Last Updated February 29, 2024 3:45 PM
James Morales
Last Updated February 29, 2024 3:45 PM

Key Takeaways

  • Alibaba and Pika have launched new AI tools that can animate speech from audio inputs.
  • Most AI video generators don’t integrate audio and struggle with speech.
  • The new lip sync tools are among a suite of emerging AI video tools focused on augmentation rather than generating original content.

AI-powered video generation has garnered significant mainstream attention since OpenAI unveiled SORA earlier this month. With the public captivated by the quality and realism of the new model’s outputs, other players in the space are under pressure to prove that they are still relevant.

In recent days, text-to-video pioneer Pika and Chinese technology giant Alibaba have both released new AI tools able to animate mouths in sync with audio recordings. Together, Pika Lip Sync  and Alibaba’s EMO  point to a burgeoning field of AI tools that are geared toward augmenting images and videos rather than creating them from scratch.

AI Video Struggles With Speech

It used to be easy to identify AI-generated videos. But the latest generation of diffusion models are so much more capable than their predecessors that their outputs can be nearly indistinguishable from real video footage.

However, SORA and other models like it don’t come with native audio integration.

Syncing AI videos with sound has traditionally been a challenge. And if the audio is meant to line up with lip movements, the results are notoriously clumsy. As the researchers who developed EMO observed, “traditional techniques […] often fail to capture the full spectrum of human expressions and the uniqueness of individual facial styles.” 

New AI Tools From Pika and Alibaba

With OpenAI now muscling its way into the AI video generator segment, Pika’s new lip-sync feature could help the platform retain customers in an increasingly competitive market. Meanwhile, following on from the launch of its SORA-style text-to-video platform in December, Alibaba’s take  on the concept reflects its rising generative AI ambitions. 

Oriented more toward Pixar-style animations than SORA’s pursuit of photorealism, Pika is an ideal candidate for the AI speech depiction. 

Granted, the videos showcased so far fall short of the standards professional animation studios can deliver. Nonetheless, they are still an improvement on previous attempts at depicting speech in AI videos.

For its part, Alibaba has approached AI lip-syncing from a slightly different angle, launching EMO as a standalone product that uses AI to make still images talk.

To create EMO, short for Emote Portrait Live, researchers trained their AI model on over 250 hours of footage and more than 150 million images. The training dataset encompassed multiple languages and included speeches, film and television clips and footage of song performances.

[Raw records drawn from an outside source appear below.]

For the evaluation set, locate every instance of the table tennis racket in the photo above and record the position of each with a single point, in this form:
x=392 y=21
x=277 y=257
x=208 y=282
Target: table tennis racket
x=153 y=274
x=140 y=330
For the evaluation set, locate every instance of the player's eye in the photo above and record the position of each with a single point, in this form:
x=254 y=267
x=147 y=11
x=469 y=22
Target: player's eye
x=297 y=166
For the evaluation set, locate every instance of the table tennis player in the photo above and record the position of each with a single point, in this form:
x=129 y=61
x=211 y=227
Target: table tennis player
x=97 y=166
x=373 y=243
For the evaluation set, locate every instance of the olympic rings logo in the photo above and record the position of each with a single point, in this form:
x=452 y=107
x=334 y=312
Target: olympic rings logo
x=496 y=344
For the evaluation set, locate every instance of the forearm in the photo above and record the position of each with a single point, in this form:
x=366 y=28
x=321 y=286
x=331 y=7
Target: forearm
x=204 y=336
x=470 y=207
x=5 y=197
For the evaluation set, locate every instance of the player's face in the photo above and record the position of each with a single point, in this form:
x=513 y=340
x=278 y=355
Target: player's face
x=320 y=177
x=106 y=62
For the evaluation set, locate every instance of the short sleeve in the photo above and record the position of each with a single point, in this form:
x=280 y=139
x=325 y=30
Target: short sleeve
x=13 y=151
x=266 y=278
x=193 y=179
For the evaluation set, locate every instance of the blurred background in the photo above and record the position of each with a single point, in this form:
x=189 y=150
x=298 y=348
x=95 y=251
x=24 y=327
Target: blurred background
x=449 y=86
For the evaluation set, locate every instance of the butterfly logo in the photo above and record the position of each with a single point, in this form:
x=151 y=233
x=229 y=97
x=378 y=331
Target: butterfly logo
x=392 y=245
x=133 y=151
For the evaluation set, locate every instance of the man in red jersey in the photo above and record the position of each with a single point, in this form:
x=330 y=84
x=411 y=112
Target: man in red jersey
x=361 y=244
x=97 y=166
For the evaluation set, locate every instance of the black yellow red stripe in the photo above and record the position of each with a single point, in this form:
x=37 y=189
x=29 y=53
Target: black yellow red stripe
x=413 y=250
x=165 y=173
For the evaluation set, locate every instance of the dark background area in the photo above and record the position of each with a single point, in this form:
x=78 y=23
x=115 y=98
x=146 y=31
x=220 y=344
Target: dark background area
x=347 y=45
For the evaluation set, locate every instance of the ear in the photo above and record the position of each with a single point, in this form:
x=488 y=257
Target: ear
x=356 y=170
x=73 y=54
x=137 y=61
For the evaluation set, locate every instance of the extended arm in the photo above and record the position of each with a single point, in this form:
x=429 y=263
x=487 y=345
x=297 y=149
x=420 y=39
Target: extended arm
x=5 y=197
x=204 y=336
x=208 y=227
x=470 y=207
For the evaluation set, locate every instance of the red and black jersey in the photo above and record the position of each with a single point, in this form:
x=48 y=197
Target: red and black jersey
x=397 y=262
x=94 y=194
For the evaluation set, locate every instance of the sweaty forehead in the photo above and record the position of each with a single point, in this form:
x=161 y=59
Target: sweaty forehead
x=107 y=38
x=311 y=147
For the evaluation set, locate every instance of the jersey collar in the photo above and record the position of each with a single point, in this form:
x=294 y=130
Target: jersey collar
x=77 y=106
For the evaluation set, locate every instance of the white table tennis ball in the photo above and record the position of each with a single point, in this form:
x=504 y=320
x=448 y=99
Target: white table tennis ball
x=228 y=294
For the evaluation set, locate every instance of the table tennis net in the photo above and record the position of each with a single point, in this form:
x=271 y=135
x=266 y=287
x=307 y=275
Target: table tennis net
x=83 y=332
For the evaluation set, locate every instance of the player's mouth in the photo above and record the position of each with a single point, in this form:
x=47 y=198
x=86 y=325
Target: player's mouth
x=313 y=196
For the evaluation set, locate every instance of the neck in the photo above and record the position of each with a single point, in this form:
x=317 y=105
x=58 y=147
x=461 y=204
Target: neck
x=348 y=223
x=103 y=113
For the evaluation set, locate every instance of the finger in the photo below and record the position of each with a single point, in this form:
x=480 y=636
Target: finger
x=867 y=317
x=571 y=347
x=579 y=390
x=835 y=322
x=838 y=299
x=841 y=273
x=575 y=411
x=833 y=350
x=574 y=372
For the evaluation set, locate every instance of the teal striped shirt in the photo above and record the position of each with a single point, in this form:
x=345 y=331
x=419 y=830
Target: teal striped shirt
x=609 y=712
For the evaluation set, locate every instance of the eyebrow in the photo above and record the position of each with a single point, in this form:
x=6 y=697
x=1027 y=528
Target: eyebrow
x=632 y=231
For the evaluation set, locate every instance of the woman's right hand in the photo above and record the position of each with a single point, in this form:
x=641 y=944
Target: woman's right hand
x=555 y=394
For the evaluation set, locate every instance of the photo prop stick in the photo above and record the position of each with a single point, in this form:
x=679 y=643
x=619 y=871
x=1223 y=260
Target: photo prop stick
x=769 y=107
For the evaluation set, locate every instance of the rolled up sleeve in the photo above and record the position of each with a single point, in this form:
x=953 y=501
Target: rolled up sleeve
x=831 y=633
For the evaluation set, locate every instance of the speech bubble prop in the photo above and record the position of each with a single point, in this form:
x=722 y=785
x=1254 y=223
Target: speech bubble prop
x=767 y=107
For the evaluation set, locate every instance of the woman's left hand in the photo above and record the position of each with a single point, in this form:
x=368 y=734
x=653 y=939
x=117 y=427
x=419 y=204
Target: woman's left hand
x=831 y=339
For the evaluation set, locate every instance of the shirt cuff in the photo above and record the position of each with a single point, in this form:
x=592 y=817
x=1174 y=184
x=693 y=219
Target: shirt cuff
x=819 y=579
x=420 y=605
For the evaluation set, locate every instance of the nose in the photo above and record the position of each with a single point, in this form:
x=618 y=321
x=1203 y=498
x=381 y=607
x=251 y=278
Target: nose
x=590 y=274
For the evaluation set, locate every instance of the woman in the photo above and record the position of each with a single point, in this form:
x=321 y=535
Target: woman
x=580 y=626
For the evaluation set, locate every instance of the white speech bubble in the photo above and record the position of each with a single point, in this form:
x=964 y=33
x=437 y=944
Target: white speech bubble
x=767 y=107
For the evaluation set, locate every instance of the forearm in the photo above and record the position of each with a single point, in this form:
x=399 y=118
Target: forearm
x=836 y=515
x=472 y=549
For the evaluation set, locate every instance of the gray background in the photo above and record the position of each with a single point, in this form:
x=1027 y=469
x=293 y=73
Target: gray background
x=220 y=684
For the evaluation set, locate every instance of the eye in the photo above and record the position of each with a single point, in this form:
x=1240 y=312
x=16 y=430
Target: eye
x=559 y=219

Using stable diffusion, the same machine learning process that powers SORA, they built their model to generate clips based on input audio rather than text prompts.

Video Generation vs. Augmentation

While AI video generators have captured the world’s attention, the latest AI lip sync tools reflect the emergence of an auxiliary trend. 

Instead of focusing on creating original scenes, Pika Lip Sync and Alibaba’s EMO are geared toward the augmentation of existing material. 

Alongside models designed to increase the quality or fidelity of input videos, they are part of an emerging editorial toolkit that uses generative AI to enhance rather than replace traditional methods of video production.